Er sprach zum Thema „Datenhighway to Hell – Parallelwelten im Internet“. Der Ton in den sozialen Netzwerken verschärfe sich. Wo es früher die Schweigespirale gab, gebe es im Internet eine „Schreispirale – der Lauteste gewinnt“, sagte Gutjahr.
Teils könnten die Macher der unterschiedlichen Plattformen nicht mehr Herr über ihre Produkte werden. So wurden etwa falsche Todesmeldungen über den Facebook-Gründer Mark Zuckerberg über das Portal verbreitet. Der Amerikaner habe „eine Maschine, die er erschaffen hat, nicht mehr unter Kontrolle. […] Mark Zuckerberg hat den Geist, den er aus der Flasche gelassen hat, nicht mehr im Griff“.

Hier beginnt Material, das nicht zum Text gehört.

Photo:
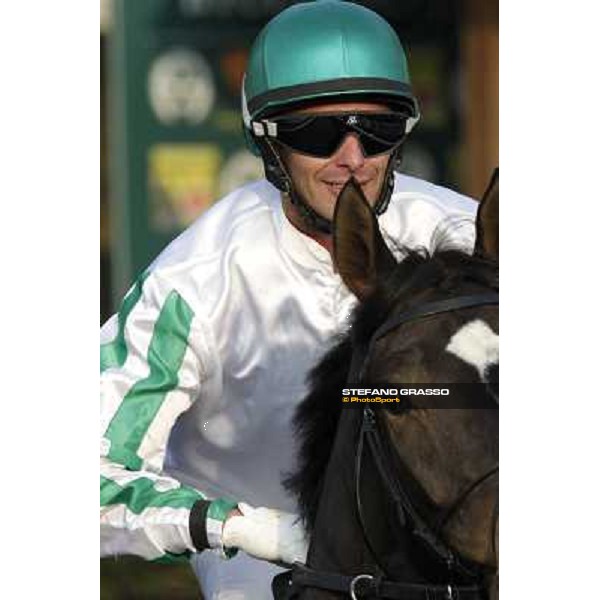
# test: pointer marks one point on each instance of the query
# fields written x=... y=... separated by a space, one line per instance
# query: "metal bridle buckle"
x=355 y=581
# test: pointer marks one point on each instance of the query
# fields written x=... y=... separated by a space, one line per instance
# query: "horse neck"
x=338 y=541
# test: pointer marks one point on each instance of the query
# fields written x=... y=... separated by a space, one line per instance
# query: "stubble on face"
x=319 y=180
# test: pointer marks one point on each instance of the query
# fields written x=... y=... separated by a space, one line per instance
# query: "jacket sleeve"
x=152 y=362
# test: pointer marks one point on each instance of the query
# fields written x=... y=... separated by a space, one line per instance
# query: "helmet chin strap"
x=278 y=175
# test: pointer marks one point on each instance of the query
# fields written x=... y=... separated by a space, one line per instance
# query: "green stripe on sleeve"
x=140 y=405
x=141 y=494
x=113 y=354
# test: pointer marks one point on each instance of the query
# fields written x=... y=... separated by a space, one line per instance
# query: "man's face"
x=320 y=180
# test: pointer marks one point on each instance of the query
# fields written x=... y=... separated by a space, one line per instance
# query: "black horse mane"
x=317 y=416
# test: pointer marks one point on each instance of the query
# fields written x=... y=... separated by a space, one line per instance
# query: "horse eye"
x=491 y=379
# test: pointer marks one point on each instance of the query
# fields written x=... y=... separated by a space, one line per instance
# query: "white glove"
x=267 y=534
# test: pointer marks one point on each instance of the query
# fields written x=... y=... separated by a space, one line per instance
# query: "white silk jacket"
x=205 y=362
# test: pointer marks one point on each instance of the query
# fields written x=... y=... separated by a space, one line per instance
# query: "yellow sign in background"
x=182 y=183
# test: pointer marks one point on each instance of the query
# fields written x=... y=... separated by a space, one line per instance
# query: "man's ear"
x=487 y=242
x=359 y=252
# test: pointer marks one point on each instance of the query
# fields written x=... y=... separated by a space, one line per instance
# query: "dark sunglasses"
x=320 y=135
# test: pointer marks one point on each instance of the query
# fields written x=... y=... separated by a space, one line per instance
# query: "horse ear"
x=359 y=252
x=488 y=235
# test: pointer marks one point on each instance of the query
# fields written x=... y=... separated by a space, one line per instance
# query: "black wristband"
x=198 y=524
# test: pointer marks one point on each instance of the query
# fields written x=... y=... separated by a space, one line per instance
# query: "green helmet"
x=325 y=49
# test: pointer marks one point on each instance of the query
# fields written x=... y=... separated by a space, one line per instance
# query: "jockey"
x=205 y=362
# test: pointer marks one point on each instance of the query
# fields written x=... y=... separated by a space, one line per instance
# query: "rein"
x=365 y=584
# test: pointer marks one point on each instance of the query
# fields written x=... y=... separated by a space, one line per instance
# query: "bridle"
x=378 y=586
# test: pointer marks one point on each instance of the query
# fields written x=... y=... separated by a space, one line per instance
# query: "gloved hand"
x=267 y=534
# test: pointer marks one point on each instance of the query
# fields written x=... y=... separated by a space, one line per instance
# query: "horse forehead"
x=476 y=344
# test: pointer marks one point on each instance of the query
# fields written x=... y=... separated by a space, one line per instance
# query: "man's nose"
x=350 y=153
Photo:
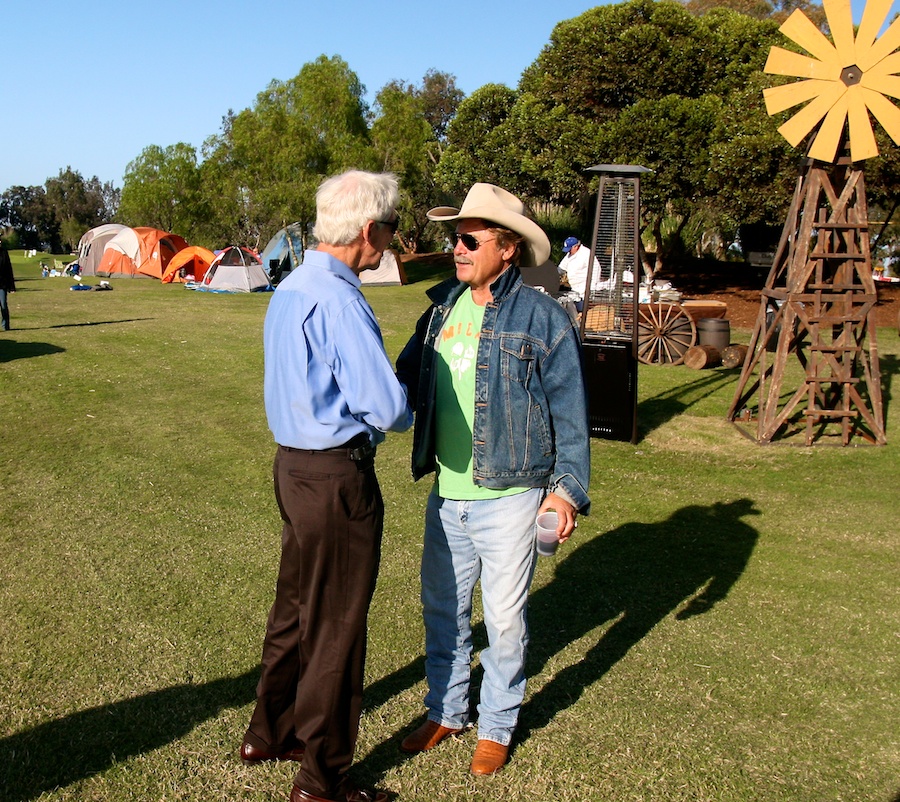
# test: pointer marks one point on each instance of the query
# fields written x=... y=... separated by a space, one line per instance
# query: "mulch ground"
x=739 y=287
x=735 y=283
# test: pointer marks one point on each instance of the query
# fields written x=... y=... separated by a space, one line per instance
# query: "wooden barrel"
x=698 y=357
x=715 y=332
x=734 y=355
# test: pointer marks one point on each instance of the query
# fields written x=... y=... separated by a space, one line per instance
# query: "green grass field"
x=725 y=625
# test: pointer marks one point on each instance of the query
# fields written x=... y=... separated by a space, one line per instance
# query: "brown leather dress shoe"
x=426 y=737
x=251 y=755
x=489 y=757
x=350 y=795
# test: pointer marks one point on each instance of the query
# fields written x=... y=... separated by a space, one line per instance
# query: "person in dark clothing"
x=7 y=285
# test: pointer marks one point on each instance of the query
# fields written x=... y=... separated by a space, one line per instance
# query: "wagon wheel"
x=665 y=332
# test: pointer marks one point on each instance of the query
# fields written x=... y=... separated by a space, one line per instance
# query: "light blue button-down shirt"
x=327 y=376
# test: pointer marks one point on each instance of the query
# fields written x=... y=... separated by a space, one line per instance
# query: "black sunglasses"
x=469 y=241
x=393 y=225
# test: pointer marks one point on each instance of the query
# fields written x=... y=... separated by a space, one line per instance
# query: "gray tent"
x=92 y=244
x=283 y=253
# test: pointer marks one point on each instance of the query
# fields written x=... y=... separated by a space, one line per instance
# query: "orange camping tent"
x=192 y=261
x=139 y=251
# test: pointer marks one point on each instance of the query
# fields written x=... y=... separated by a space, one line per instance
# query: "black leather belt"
x=358 y=449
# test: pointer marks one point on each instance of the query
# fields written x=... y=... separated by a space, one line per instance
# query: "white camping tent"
x=235 y=269
x=389 y=272
x=283 y=253
x=92 y=244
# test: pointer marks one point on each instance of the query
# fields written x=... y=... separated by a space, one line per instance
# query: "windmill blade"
x=785 y=62
x=886 y=84
x=827 y=139
x=862 y=139
x=808 y=117
x=799 y=29
x=889 y=65
x=874 y=14
x=840 y=21
x=779 y=98
x=886 y=44
x=884 y=111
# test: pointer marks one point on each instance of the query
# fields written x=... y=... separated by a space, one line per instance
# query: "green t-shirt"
x=457 y=350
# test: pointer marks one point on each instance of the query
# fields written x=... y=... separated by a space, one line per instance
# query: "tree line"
x=673 y=87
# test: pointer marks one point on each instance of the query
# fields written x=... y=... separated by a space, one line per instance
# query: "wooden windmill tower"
x=812 y=363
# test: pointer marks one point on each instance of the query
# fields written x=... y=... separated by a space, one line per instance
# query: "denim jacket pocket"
x=516 y=358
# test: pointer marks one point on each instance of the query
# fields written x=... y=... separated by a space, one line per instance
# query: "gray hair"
x=346 y=202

Auch Microsoft ließ vor einiger Zeit einen Chat-Bot namens „Tay“ mit Künstlicher Intelligenz an den Start gehen. Dieser sollte sich selbst beibringen, wie man in den sozialen Netzwerken kommuniziert und sich von anderen Nutzern Sprache und Umgangston aneignen. Innerhalb eines Tages entwickelte sich das Programm zu einem „rassistischen und hasserfüllten Bot“, sodass Microsoft diesen wieder offline stellte. Das Beispiel von „Tay“ führte Gutjahr als weiteren Beleg des Kontrollverlusts der Social-Media-Konzerne über ihre Plattformen an.
Bei Themen Islam und AfD „geht es rund“
Der Ratsvorsitzende der Evangelischen Kirche in Deutschland, Heinrich Bedford-Stohm, wies in einer sich an den Vortrag anschließenden Diskussion auf das Doppelgebot der Liebe hin. Dieses setze voraus, dass sich Menschen in den anderen hineinversetzten.
Der bayerische Landesbischof mache online selbst die Erfahrung, dass „es rund gehe“, wenn er sich über den Islam oder die AfD äußere. Wenn Bedford-Strohm dann die Menschen persönlich treffe, reagierten diese meist anders. Es sei deswegen wichtig, „klar Flagge zu zeigen“, aber auch „dass man echte Menschen sieht“. Er plädierte für direkte Begegnungen statt virtuelle.